The University of Iowa has named Walid Afifi, Ph.D., as chair of the Department of Communication Studies in the College of Liberal Arts and Sciences. Afifi is currently professor in the Department of Communication at University of California at Santa Barbara (UCSB), where he serves as chair of the undergraduate program in Middle East Studies. He also is an affiliate of UCSB's Center for Middle East Studies and a faculty associate with its Research Center for Virtual Environments and Behavior. He will begin his appointment at the University of Iowa on August 21, 2013.
Dean Chaden Djalali of the College of Liberal Arts and Sciences said, “Walid Afifi will bring nationally recognized leadership, scholarship and teaching to our Department of Communication Studies, which has a long tradition of excellence at Iowa. We are very pleased to welcome Professor Afifi to our college and university.”

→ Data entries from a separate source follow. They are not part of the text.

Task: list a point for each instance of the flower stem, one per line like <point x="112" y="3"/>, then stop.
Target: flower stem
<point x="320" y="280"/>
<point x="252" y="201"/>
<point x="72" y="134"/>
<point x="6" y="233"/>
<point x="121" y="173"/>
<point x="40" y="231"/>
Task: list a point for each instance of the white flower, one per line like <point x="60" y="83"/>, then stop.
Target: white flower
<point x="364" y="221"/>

Afifi, whose areas of scholarly emphasis are interpersonal and health communication, has published more than 55 journal articles and book chapters, and has co-authored three books. He is particularly well known for developing and testing the theory of motivated information management, a social-psychological framework that examines the relationship between uncertainty and information seeking. He has served in editorial positions for national and international journals and as chair of the Interpersonal Divisions of the National Communication Association and the International Communication Association.
Walid Afifi, who earned a bachelor of arts degree with honors from the University of Iowa in 1990, earned his doctoral degree in 1996 from the University of Arizona. He began his career at the University of Delaware before joining the faculty at Pennsylvania State University in 1998. In 2006, he joined the University of California at Santa Barbara, where he earned the rank of full professor in 2009. He has served as visiting professor at the American University of Beirut and Kent State University. He will succeed interim chair Marc P. Armstrong as head of the Department of Communication Studies.